The occurrence of gender-related differences in COVID-19 presentation and clinical course has already been suspected in recent investigations and confirmed in the present study.22,23 Due to chromosomal, hormonal and inflammatory differences, females could have a better prognosis of the disease, a higher proportion of mild and moderate forms, and, therefore, a higher proportion of OD.10,22,23 Moreover, we observed higher proportions of OD, GD, cacosmia and AD in females compared with males, supporting the existence of gender differences in the host response to the viral infection. This hypothesis has to be confirmed in future studies using objective methods of olfactory and gustatory evaluations.
The main strength of this study is the high number of patients and the use of standardized patient-reported outcome questionnaire. Moreover, to the best of our knowledge, this study is the first investigation that reported subjective and objective OD according to the WHO clinical state of COVID-19 patients. Through our collected data, we have identified clinical outcomes associated with the development of subjective or objective OD, GD or AD. The relevance of some of these factors was confirmed in a subset of patients benefiting from psychophysical olfactory evaluations.

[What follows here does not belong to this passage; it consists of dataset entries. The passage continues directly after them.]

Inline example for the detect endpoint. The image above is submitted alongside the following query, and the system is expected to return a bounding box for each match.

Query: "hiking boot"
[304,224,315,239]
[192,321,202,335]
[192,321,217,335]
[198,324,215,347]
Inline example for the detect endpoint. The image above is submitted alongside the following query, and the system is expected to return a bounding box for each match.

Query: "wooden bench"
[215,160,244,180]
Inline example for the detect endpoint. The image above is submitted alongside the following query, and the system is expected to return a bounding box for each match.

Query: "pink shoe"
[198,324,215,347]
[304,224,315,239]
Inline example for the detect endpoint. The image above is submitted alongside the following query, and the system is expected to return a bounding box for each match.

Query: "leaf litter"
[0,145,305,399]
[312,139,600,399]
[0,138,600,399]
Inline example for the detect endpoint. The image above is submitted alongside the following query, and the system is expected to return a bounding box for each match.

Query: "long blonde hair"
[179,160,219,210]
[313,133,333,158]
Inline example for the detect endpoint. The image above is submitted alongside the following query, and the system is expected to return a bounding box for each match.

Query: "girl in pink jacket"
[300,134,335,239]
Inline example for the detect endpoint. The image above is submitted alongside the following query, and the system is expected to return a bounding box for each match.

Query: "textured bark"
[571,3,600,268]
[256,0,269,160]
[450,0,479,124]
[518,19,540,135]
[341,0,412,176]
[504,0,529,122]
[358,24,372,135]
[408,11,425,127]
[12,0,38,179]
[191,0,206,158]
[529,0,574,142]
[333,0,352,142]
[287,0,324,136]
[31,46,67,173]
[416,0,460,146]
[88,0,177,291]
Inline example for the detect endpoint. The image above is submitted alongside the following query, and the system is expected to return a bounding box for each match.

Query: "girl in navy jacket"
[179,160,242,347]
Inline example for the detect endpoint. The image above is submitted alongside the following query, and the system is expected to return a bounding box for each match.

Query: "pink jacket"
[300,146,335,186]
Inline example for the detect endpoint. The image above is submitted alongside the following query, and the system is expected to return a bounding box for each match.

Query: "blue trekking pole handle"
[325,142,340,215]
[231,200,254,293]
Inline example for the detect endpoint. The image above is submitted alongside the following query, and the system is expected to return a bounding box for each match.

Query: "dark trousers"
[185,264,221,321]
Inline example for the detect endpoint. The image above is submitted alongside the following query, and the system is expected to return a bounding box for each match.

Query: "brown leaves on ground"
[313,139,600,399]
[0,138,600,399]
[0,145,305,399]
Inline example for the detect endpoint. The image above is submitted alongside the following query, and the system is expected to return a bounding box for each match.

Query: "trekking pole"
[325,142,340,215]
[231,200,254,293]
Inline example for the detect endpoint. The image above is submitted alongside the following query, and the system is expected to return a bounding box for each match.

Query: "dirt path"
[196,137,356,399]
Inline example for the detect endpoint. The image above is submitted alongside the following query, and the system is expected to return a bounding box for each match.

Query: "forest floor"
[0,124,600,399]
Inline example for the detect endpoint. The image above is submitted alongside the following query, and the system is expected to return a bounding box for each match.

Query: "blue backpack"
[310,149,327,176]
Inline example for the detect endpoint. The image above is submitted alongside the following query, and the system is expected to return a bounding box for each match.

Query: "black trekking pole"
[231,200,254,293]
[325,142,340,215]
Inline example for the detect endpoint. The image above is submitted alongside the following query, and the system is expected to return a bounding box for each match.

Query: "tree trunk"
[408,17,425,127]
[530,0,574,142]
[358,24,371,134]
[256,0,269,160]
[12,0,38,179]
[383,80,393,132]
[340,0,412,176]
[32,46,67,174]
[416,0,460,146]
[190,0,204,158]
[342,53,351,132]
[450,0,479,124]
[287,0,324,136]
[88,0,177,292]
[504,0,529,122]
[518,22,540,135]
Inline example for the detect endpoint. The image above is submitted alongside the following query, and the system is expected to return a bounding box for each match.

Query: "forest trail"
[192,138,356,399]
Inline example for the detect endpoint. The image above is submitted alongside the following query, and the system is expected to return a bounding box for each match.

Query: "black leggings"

The main weakness of the study is the delay between the onset of the OD and the subjective and objective assessments. However, in practice, it was difficult to perform olfactory evaluations at the onset of the OD because the health situation limited us in the realization of our evaluations in mild patients, who were home-managed according to European government decisions, and moderate-to-critical (hospitalized) patients who required intensive cares. In addition, we were unable to perform olfactory cleft examination through nasal fibroscopy regarding the health recommendations of the majority of European hospitals. The delayed inclusion of severe-to-critical survivors in the study and the lack of inclusion of dead patients who early died is another potential inclusion bias which did not allow us to draw a clear conclusion about the prevalence of OD, GD and AD in severe-to-critical COVID-19 patients.